Beyond the festival’s sheer scale, Remake Learning Days represents something even bigger: a seismic shift in our national thinking about how kids learn, says Gregg Behr, co-chair of Remake Learning and executive director of The Grable Foundation.

“Back in 2006, we started hearing from educators again and again that they weren’t connecting with students the way they used to,” he says. The reasons for this were myriad, Behr would soon learn. “We started digging into the learning sciences and realized that the way kids grow up today — which is vastly different than how prior generations grew up — was changing the very ways they process information and form identities.”

Today, kids can access infinite amounts of information in an instant. Many have access to tools that were unthinkable just a decade ago. They have online platforms and identities with a potentially global reach. Despite these technological leaps, our school system — established more than a hundred years ago — has gone largely unchanged.
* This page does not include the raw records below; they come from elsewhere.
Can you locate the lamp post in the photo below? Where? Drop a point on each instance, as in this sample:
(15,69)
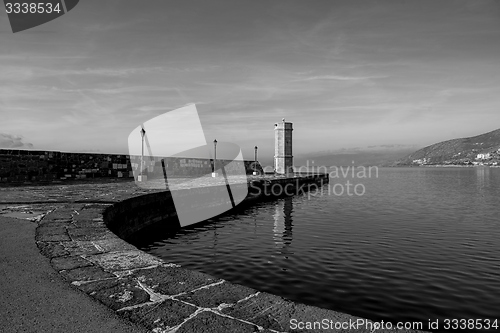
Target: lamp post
(255,162)
(141,177)
(214,174)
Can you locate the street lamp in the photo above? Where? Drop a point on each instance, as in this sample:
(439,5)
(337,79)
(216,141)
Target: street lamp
(255,162)
(214,174)
(141,176)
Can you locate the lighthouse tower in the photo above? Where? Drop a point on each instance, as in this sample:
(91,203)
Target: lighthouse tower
(283,158)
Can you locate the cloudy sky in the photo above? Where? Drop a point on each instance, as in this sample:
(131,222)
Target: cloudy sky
(346,73)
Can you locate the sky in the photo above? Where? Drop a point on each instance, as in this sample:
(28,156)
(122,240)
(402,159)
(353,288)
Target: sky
(345,73)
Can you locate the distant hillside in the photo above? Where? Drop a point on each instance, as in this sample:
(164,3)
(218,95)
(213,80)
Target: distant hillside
(462,151)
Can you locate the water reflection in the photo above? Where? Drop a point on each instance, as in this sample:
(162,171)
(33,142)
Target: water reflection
(483,175)
(283,223)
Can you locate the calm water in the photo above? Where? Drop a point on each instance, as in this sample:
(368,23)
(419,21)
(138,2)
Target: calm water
(419,244)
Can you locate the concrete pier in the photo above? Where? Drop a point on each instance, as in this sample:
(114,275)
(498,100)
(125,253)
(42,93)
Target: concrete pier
(79,228)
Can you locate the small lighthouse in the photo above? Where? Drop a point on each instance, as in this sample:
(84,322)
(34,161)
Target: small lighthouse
(283,158)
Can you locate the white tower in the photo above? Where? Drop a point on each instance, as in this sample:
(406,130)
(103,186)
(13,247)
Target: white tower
(283,158)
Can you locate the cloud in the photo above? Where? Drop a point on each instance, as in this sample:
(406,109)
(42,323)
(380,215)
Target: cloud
(12,141)
(342,78)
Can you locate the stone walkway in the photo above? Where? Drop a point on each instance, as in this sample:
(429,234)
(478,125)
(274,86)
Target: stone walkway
(156,295)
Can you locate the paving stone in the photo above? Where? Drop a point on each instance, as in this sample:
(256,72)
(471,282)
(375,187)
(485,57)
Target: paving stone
(224,293)
(208,322)
(121,294)
(266,310)
(52,249)
(114,244)
(51,229)
(59,222)
(86,274)
(60,263)
(52,238)
(160,316)
(171,280)
(87,234)
(77,248)
(90,287)
(124,260)
(89,224)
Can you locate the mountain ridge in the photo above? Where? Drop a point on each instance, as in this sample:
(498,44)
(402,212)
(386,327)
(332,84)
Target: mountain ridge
(461,151)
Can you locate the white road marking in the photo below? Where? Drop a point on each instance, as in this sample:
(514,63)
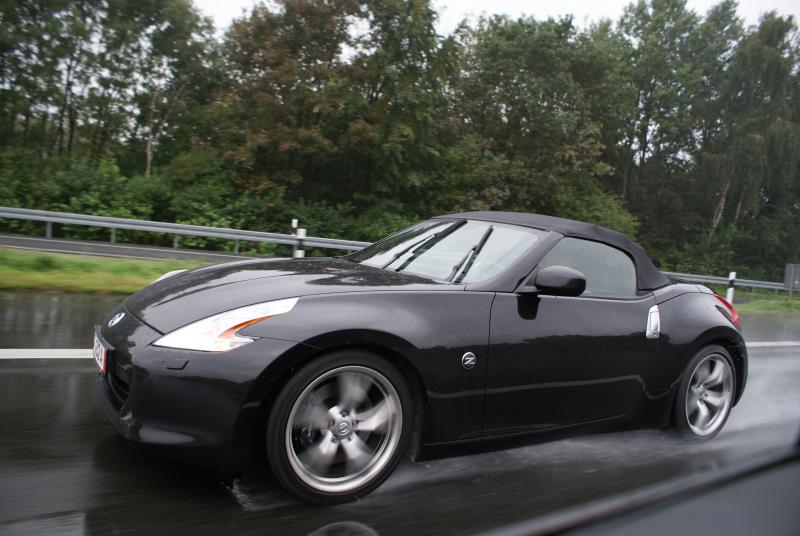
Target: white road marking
(46,353)
(86,353)
(773,344)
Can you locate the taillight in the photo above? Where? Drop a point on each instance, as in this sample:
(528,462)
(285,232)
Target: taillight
(729,311)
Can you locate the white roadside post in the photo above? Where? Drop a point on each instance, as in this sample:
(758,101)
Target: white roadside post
(295,223)
(299,252)
(731,283)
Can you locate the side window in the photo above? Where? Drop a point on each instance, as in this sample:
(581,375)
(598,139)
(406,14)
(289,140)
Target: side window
(609,272)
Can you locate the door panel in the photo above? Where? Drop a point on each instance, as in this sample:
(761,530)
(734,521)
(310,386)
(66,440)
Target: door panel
(557,361)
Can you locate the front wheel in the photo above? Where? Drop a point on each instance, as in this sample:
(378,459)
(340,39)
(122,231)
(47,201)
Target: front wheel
(339,427)
(706,393)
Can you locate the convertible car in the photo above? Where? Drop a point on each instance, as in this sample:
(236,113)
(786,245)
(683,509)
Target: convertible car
(464,328)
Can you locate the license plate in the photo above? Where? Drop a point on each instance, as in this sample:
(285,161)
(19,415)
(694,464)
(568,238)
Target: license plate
(99,352)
Behr set out to find a solution, convening a series of informal breakfast meetings between teachers and technologists. The group steadily grew as ideas and collaborations formed, eventually becoming Remake Learning. The coalition’s members span disciplines and industries, united behind a shared goal of creating learning opportunities that engage kids and prepare them for a changing world.

Their efforts are paying off.

“We see kids in museums building robots,” Behr says. “We see students in classrooms learning to code. We have librarians running music studios and hip-hop artists teaching poetry. Remake Learning Days is a way to showcase this and to celebrate the hard work of so many learners, educators, and families.”

Carnegie Museum of Natural History hosts a free teacher workshop called Future Learning Lab, which explores how Pittsburgh is responding to climate change.

Tools for teachers

The festival isn’t just for kids. With more than 70 professional development events, Remake Learning Days gets educators involved, too.

“That’s awesome,” Taylor says. “They’re taking this stuff to their classrooms.”

Those include EdCampPGH, which brings educators together for an “unconference” created on the fly; a workshop at Carnegie Science Center teaches 3D printing; and Pittsburgh Center for the Arts will help educators bring stop-motion animation to their students.

It’s this interdisciplinary, creative spirit that appeals to teachers like Frew.

“What I love most about Remake Learning is that everybody’s willing to share,” she says. “It’s a group of people who want to make life easier and help each other build upon things. When you get involved, one person leads to another, who leads to another, who leads to another. And then people start reaching out to you. It’s a great network of people who work to make this happen.”

Most importantly, she says, educators are once again connecting with their students.

At Avonworth, she says, “we have an afterschool group of girls called Jam Enterprises who are actually young entrepreneurs. They make something in our makeshop, then turn around and sell it and donate the proceeds to a nonprofit. It’s business, math, and science all working together.

“When I was growing up, you did science, and then you stopped. Then you did math, and then you stopped. Now, these kids understand that what they’re doing connects to the real world.”